The Temp-n-Toss product was the result of that retail focus. But all kinds of institutions see the need. Recently, Dayton government accepted a shipment of 10 cases.

“We’re feeding Dayton (customers) first,” Pollock said.

The two women have known each other for 14 years. When they formed Tempagenix, they already owned their own well established local businesses — Heller ran (and runs) Moraine-based Allied Shipping & Packaging Supplies and Pollock owns Oregon District marketing firm C-3 Group.

Tempagenix works with Better Living, which employs adults with disabilities, and Goodwill Easter Seals Miami Valley to assemble product packages. The arrangement with Goodwill is recent, spurred by new demand.

“Now that this volume has come so quickly, we went to Goodwill Industries … and they’re going to sort split the assembly between those two institutions,” Heller said.

Being owner of Allied Shipping is proving convenient for Heller and Tempagenix.

“It’s rather perfect, because we have shipping supplies and trucking and docks and all of that,” she said. “These corporations have been gracious enough to pay all the freight.

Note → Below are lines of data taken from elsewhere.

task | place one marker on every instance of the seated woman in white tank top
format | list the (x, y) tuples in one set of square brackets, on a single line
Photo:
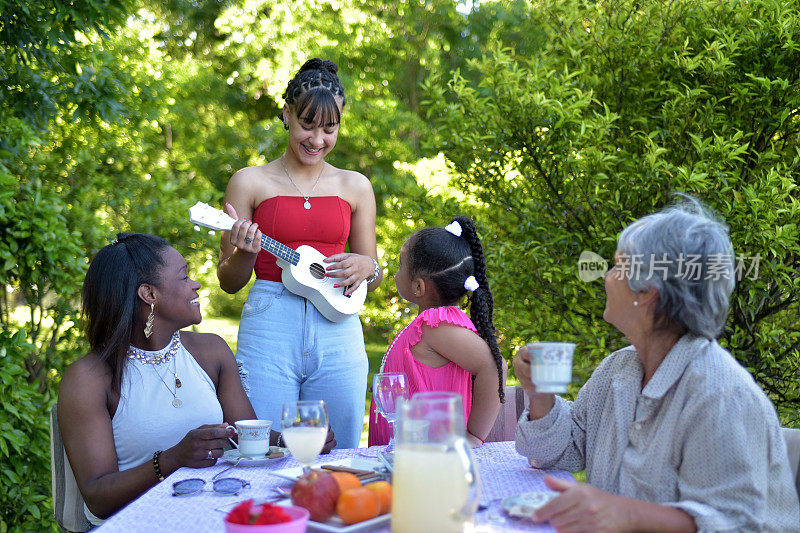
[(149, 398)]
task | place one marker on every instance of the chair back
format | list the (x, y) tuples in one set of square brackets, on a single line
[(792, 438), (67, 499), (506, 423)]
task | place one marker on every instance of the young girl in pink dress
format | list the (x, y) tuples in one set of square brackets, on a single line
[(442, 349)]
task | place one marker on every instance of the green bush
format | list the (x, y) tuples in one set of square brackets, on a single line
[(624, 103), (26, 504)]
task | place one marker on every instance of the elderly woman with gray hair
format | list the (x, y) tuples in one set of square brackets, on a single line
[(673, 433)]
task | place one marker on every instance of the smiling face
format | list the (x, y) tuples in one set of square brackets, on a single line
[(177, 299), (310, 140)]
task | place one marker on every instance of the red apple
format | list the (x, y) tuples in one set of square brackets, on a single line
[(318, 492)]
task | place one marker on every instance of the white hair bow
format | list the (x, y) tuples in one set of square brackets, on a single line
[(454, 227)]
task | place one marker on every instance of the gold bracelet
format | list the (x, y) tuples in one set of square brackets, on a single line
[(156, 466)]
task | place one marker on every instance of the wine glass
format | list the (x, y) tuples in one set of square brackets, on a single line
[(305, 427), (387, 389)]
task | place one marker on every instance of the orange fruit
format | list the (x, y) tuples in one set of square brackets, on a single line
[(384, 491), (357, 505), (346, 480)]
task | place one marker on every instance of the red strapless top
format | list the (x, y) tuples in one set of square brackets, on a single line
[(326, 227)]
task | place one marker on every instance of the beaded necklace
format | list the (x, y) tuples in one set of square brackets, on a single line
[(157, 358)]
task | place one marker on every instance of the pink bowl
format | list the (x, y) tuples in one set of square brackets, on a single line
[(298, 524)]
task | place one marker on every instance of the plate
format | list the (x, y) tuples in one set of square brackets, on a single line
[(353, 462), (523, 505), (335, 524), (233, 455)]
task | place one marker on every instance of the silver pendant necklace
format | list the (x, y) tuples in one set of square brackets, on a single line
[(306, 204), (155, 359), (176, 402)]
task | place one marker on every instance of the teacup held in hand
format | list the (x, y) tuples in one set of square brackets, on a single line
[(551, 365), (253, 437)]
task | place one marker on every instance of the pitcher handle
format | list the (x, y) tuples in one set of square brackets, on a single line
[(471, 476)]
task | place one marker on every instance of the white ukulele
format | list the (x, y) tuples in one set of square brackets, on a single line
[(303, 269)]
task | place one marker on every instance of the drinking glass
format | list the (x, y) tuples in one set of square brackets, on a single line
[(387, 389), (305, 427)]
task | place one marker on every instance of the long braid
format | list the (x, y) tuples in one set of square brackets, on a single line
[(482, 303)]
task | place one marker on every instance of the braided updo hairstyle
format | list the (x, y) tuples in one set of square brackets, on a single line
[(447, 260), (313, 91)]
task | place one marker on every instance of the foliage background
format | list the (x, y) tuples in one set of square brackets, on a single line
[(553, 124)]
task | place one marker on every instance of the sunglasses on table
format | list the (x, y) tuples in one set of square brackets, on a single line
[(226, 486)]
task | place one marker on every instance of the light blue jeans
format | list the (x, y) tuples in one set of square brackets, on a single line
[(288, 351)]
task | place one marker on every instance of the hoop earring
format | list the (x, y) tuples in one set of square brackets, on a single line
[(148, 326)]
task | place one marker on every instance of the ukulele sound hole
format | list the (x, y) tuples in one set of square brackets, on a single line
[(317, 270)]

We literally ship it all out of Allied.”

And Pollock’s C-3 Group handles marketing.

Women’s Business Enterprise National Council-certification has also opened doors, the women say.

Such certification “gives us access to supplier diversity buyers and was responsible for our relationship with Target, Walmart, CVS and Kroger,” Pollock said.

The certification also means Tempagenix is “eligible for items such as preferred payment rates and waived slotting fees to be in store,” she said.

A client of the Entrepreneurs Center for more than a year, the business incubation center has helped Tempagenix secure a design patent, which is now pending, and scale production.

Asked if production and assembly will remain local, Pollock said, “Oh absolutely. That is non-negotiable.”

“We will not go anywhere else,” Heller said.